How to manage pain after a dental procedure
Opioids are a type of medication used to relieve pain. They require a prescription from your dentist or doctor and include medications such as Tramadol and Tapentadol.
To reduce the discomfort that can result from certain dental procedures, such as tooth extractions, gum and other dental surgeries or dental implants, dentists may prescribe pain medications, including opioids. Commonly prescribed opioid medications for dental pain include Tramadol or Tapentadol.
Prescription opioids can be used to treat moderate to severe pain and are often prescribed after surgery or injury. But because they can induce feelings of well-being and happiness as well as pain relief, they can be abused.

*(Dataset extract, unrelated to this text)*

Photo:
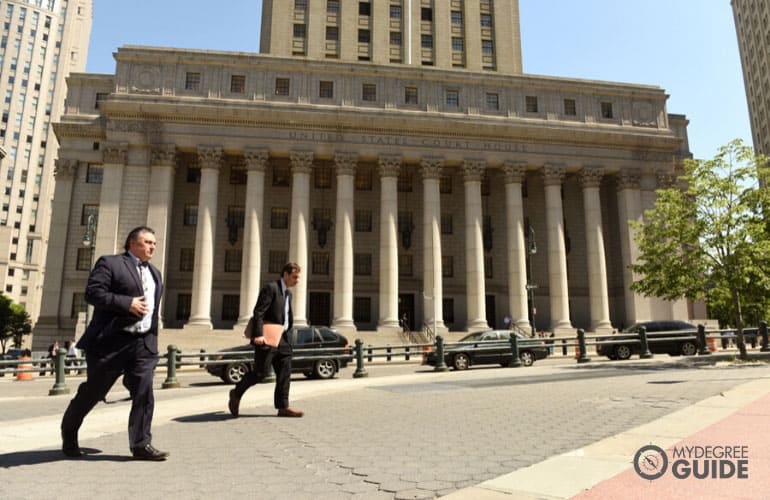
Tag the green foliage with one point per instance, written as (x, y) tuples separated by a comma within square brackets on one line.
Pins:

For example, taking these types of medications for a longer period of time or at a higher dose than prescribed puts you at risk for opioid dependence. And if used improperly, opioids can lead to addiction, overdose or death.
What's more, recent studies show that patients who take prescription opioids after a dental procedure have a higher risk of overdose compared to those who do not receive opioids. The risk of overdose is also higher in family members of these patients, especially their children.

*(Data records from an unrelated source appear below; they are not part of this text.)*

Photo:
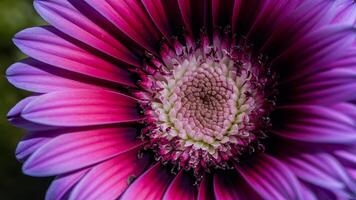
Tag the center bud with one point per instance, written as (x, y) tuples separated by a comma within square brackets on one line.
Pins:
[(208, 104)]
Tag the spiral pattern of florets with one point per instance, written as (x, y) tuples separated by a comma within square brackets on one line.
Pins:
[(208, 104)]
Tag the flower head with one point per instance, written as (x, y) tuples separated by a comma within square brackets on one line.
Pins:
[(188, 99)]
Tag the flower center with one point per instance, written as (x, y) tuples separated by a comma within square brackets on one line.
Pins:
[(208, 104)]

It is important to know that there are over-the-counter non-opioid medications - acetaminophen and nonsteroidal anti-inflammatory drugs (NSAIDs) such as Acetaminophen (Tylenol, Excedrin, Vanquish), Aspirin, Diclofenac (Voltaren Gel), Ibuprofen (Advil, Motrin IB), Naproxen (Aleve) - that can be just as effective in treating most toothaches. Talk to your dentist about which medications might work for you.
Be sure to talk to your dentist about how to manage pain after a dental procedure. Ask your dentist if there are other ways besides opioids to relieve your pain. If your dentist prescribes opioid pain relievers, you should tell your dentist about any other medications you are currently taking and whether you or other family members have had any problems with substance use, such as alcohol, prescription drugs or illegal drugs.

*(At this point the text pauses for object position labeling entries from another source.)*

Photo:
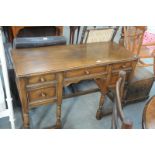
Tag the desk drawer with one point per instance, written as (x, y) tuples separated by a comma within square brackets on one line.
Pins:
[(85, 71), (120, 66), (115, 76), (41, 78), (42, 93)]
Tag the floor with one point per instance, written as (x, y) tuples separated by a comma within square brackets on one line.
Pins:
[(78, 112)]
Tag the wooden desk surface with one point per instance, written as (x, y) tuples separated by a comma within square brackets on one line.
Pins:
[(32, 61)]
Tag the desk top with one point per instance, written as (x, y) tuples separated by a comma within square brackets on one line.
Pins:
[(33, 61)]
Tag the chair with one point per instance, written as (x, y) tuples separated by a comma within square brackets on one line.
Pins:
[(117, 114), (133, 41), (94, 35), (148, 120)]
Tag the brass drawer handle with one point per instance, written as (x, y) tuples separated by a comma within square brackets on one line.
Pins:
[(87, 72), (42, 79), (124, 66), (43, 94)]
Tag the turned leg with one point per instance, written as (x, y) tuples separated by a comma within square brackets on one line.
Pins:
[(59, 99), (21, 83), (154, 64), (99, 111), (26, 122)]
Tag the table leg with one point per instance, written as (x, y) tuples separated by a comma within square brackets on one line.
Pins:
[(102, 84), (59, 99), (101, 103), (23, 97)]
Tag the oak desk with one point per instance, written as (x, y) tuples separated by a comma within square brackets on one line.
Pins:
[(42, 72)]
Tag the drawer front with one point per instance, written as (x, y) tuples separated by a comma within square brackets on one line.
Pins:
[(43, 93), (41, 78), (85, 71), (115, 76), (120, 66)]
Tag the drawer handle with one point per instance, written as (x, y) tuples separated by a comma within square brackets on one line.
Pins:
[(42, 79), (124, 66), (43, 94), (87, 72)]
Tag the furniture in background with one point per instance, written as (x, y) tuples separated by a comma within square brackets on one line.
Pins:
[(148, 121), (16, 29), (7, 110), (72, 33), (134, 40), (32, 42), (140, 86), (118, 114), (142, 79), (94, 35), (40, 81)]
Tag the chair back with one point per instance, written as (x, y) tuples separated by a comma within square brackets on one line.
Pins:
[(133, 38), (98, 34), (118, 114)]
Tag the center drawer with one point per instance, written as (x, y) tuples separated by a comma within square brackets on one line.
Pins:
[(120, 66), (41, 78), (42, 93), (85, 71)]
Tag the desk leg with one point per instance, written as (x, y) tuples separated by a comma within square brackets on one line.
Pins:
[(23, 97), (102, 84), (101, 103), (59, 99)]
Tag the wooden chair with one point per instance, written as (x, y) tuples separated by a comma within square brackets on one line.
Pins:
[(94, 35), (117, 114), (133, 41), (148, 120)]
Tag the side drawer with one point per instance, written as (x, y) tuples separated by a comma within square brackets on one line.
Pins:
[(41, 78), (42, 93)]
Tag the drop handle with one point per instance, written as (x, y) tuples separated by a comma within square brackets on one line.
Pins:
[(43, 94), (87, 72), (42, 79)]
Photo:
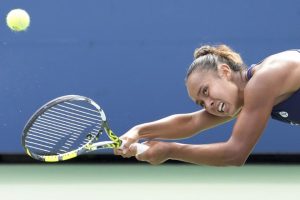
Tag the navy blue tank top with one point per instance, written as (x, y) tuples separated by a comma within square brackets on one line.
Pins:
[(287, 111)]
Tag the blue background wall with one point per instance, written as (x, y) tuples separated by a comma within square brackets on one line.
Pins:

Ask about the risks associated with taking the medication. Ask how to take the medicine and how long you must take it. Be sure to take the medicine according to the instructions you receive. Never drink alcohol while taking opioid medicines. Keep the medicine in a safe place out of sight and out of reach of children, teenagers, and guests, preferably in a locked cabinet. Dispose of any unused or expired medications as soon as possible. The U.S. Food and Drug Administration offers instructions on how to dispose of any unused medicine.